Since the degradation of ODN1 was minimal using Cu/THPTA/NaAsc in 10× DPBS, further studies were undertaken using 10% MeOH as a cosolvent under CuAAC conditions with azide 2 to form ODN2 (Figure 3c). Conversion to ODN2 was low when 10× DPBS was used, reaching ∼10% conversion after 6 h. Using 1× DBPS resulted in ∼70% conversion to ODN2, whereas 20 mM MgCl2 in water mixture resulted in conversion to ODN2 ∼ 90% after 2 h. However, the peak area of ODN2 using HPLC steadily declined after 2 h, which we assume was due to degradation after the completion of the reaction, likely due to consumption of ODN2.

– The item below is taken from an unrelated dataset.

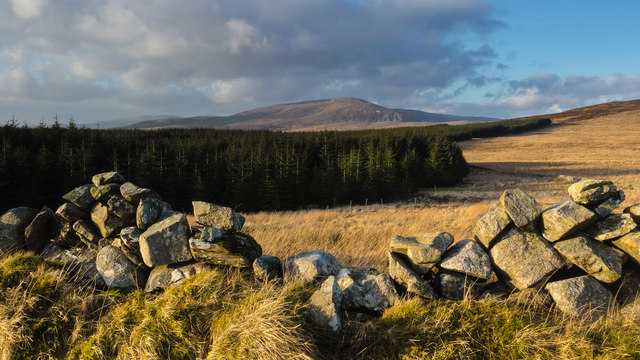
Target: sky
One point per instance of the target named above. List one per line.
(99, 60)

This degradation was likely caused by cycles of reduction and oxidation mediated by NaAsc and oxygen, possibly producing reactive oxygen species in the reaction mixture.56 Taken collectively, these experiments show that (i) the reactivity of ynamine and azides reagents under CuAAC ligation conditions is influenced by the buffer used and (ii) there is a trade-off between faster reaction kinetics reconciled with the onset of ODN degradation products.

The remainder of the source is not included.